Now to what I didn’t like:

  • The book is repetitive. Foster discusses the same books, pretty much over and over, and if, for some reason, you are unfamiliar with one of his pet texts or if you didn’t like it for some reason, it’s hard to connect to what Foster is saying—or it was for me. Your mileage may vary. I don’t much like Joyce. There, I said it. I did give him a try. I guess I prefer my novels to be more like the great Victorian novels Foster describes. I am not opposed to Postmodernism here or there, and I don’t have to travel with the characters in a straight line. But Joyce doesn’t do it for me. I like it that Foster acknowledges we have different reactions to novels.

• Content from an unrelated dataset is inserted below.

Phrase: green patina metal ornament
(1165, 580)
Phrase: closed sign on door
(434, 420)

Towards the end of the book, he describes a discussion with a high school English class in which one lone dissenter admitted he didn’t like Great Expectations. Of this student, Foster says, “It takes courage, to say you’re in AP English and aren’t wild about one of the established classics. For one thing, there’s the weight of more than a century of received opinion going against you” (292-293). Yes. True. I do not like Ulysses. I tried to read it. I was grossed out on page one. I gave it up. And that is OK, though the “weight of [nearly] a century of received opinion” is going against me. But he’s a favorite of Foster’s (not surprising, as he seems to be a favorite of many college profs), and he is used as an example over and over and over. And since I didn’t grok Ulysses, I didn’t find myself connecting to those examples very well.
  • I think Foster’s definition of theme is off, and I wouldn’t recommend sharing it verbatim with students. Foster defines it as “the idea content of the novel” (30). When I teach it, I tend to take it further than that. What message did you get from the novel? Deeper than what it is about—why did the author write it? We can’t know that, of course, but we can extrapolate. Did F. Scott Fitzgerald write The Great Gatsby because he wanted to comment on how the American Dream is not achievable by all, and maybe that it is even dead or never existed in the first place? I don’t know, but that is a message I receive from it when I read it. Certainly different readers will see different themes. But I don’t find the definition “idea content” to be all that helpful.
  • Likewise, Foster describes different kinds of narration on pp. 46-47. I teach students first person, third person omniscient, and third person limited. I mention second person as a type of narration they will rarely encounter. That’s it. And I discovered that there are these other types called third person objective, first person central, and first person secondary, which, as Foster describes them, seem like splitting hairs unnecessarily. He also puts stream of consciousness in there, which is not a type of narration, but a narrative technique. And he even says it’s not a kind of narrator, so I find it confusing that he puts it in this list at all. It doesn’t belong there.
  • The book has no index. How to Read Literature Like a Professor has a great index. It made finding information so much easier.
  • The book doesn’t have a recommended reading list. There is a list of other literary criticism to read, but in How to Read Literature Like a Professor, Foster shared a list of great literary works to read. I liked it. I suppose he figured the list of all the novels he mentioned in the book should do, but I liked the list in the other book.
  • Foster’s appeal lies to a great degree in his entertaining style. He cracks jokes. He’s snarky. For some reason, it was fun in How to Read Literature Like a Professor. In How to Read Novels like a Professor, I found it less appealing, and occasionally off-putting.

This book is worth it for the discussion of reading as a creative act and intertextuality, but aside from that, it doesn’t bring much to the table that wasn’t captured better in How to Read Literature Like a Professor. I highly recommend that book, and I would recommend it far above How to Read Novels Like a Professor.

This review is cross-posted from my book blog because I thought it might appeal to English teachers.